Let $A, B$ be two simple C*-algebras, it is known that $A\otimes_{min}B$ is simple. Here, "simple" means there are no non-trivial closed two sided ideal, and the norm is using minimal norm(or spatial norm).
I want to verify this result, in Operator Algebras of Blackadar, this result is true because of the minimality of the spatial norm(P.187). But I can't figure out the proof. I believe the main idea of the proof is obtaining contradiction, then I get stuck. Can anyone give me some hints to proceed?
Let $\pi_A\otimes\pi_B$ be the representation of $A\odot B$ which induces the min norm i.e. $\|\pi_A\otimes \pi_B(x)\|=\|x\|_{min}$ (by Corollary II.6.4.9. in Blackadar) since $A$ and $B$ are simple this representation is faithful.

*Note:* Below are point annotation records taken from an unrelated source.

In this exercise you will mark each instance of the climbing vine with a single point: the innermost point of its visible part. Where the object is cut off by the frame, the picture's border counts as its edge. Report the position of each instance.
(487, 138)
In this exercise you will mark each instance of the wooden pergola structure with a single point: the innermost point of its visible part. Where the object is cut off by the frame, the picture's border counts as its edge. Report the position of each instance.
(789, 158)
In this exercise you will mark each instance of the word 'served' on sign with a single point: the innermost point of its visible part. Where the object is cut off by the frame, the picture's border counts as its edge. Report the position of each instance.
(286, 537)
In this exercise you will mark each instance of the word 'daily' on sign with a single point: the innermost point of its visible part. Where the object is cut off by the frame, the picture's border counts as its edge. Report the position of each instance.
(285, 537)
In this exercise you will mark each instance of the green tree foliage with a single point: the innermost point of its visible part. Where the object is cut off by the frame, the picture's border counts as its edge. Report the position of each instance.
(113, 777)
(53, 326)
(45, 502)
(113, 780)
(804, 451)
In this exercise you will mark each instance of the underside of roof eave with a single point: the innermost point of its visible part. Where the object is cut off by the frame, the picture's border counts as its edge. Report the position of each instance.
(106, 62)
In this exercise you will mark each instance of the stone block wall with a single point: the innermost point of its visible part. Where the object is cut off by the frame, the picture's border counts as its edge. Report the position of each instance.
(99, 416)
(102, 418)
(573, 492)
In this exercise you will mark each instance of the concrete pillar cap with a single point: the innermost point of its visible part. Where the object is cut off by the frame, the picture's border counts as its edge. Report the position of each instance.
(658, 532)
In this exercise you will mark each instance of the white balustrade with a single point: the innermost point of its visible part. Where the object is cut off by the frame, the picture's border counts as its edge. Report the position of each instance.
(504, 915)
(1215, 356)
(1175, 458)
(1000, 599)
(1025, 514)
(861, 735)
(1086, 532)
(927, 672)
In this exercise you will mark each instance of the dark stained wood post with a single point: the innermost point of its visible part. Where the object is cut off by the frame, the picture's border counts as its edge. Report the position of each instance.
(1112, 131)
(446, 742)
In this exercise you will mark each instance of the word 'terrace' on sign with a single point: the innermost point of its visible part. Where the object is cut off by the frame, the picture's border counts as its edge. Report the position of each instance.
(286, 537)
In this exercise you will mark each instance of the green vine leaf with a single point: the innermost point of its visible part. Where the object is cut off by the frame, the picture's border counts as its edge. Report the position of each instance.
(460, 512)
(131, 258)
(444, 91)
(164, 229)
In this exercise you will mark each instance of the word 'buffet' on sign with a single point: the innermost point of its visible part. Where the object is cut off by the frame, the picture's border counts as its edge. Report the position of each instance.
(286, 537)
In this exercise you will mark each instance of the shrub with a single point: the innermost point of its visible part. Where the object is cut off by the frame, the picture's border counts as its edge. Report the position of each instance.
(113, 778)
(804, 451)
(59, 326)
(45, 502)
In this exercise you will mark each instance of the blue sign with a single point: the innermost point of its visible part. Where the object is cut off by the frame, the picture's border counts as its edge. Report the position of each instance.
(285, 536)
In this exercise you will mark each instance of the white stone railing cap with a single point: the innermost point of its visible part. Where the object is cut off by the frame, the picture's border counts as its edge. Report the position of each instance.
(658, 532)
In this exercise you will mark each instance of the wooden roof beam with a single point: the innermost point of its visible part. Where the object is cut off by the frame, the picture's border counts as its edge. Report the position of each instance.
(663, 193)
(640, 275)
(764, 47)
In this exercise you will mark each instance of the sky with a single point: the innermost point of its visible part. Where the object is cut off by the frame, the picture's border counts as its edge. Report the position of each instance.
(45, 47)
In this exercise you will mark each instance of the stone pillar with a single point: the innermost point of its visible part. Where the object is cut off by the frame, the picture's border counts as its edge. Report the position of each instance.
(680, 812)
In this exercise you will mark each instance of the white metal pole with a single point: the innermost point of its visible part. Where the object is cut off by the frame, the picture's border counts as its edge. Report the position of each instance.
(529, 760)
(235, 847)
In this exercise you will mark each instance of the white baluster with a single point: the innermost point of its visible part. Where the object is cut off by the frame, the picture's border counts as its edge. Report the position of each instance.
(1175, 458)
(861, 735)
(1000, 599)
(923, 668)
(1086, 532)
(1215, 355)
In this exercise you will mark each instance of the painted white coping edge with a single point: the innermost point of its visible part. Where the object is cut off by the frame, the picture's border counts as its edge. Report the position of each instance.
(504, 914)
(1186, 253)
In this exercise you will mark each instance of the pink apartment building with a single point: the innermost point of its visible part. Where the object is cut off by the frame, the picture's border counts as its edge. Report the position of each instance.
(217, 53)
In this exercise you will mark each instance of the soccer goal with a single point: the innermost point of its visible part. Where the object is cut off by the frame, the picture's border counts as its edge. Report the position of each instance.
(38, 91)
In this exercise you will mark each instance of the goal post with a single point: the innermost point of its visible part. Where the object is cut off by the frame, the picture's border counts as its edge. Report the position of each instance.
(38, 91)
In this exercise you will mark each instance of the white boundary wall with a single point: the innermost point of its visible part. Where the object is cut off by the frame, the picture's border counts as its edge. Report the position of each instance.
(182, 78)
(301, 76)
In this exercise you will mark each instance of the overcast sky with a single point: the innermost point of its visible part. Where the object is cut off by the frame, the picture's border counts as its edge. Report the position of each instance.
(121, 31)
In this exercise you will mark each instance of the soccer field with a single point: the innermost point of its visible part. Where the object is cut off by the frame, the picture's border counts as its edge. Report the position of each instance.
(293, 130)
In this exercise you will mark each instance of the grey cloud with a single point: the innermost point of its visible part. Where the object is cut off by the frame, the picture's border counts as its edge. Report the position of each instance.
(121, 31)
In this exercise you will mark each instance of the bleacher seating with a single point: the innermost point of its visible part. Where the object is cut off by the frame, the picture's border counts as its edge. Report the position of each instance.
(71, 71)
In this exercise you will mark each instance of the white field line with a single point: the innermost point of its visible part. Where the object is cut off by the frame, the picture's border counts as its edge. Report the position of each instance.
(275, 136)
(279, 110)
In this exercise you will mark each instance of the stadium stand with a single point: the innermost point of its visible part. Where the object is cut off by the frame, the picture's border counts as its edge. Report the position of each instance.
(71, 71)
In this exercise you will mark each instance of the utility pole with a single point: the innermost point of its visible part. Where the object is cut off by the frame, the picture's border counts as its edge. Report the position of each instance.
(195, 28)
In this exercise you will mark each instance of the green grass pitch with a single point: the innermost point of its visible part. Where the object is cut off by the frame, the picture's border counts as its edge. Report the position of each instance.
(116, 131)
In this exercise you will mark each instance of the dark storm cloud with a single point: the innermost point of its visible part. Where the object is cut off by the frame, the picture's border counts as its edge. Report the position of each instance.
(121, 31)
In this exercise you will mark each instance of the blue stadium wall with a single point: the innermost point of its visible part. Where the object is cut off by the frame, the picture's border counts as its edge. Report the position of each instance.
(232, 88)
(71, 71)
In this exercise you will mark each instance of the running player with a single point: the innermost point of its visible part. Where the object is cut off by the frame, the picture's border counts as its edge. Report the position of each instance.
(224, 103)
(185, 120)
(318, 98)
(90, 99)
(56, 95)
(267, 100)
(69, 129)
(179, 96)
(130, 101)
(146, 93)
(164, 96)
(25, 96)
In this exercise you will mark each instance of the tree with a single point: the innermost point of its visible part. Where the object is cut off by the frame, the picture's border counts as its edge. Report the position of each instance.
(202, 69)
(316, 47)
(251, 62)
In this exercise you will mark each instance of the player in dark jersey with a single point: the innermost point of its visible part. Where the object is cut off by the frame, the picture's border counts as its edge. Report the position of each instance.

Suppose $A\otimes_{min} B$ is not simple, so there is a proper closed two-sided $*$-ideal $J\in A\otimes_{min} B$. Hence, there is a $*$-homomorphism $\phi:A\otimes_{min} B \rightarrow A\otimes_{min} B/J$ and $$\|\phi(\pi_A\otimes \pi_B(x))\|\leq \|\pi_A\otimes \pi_B(x)\|=\|x\|_{min}$$ (by Corollary II.1.6.6. in Blackadar), which contradicts the minimality of the min-norm.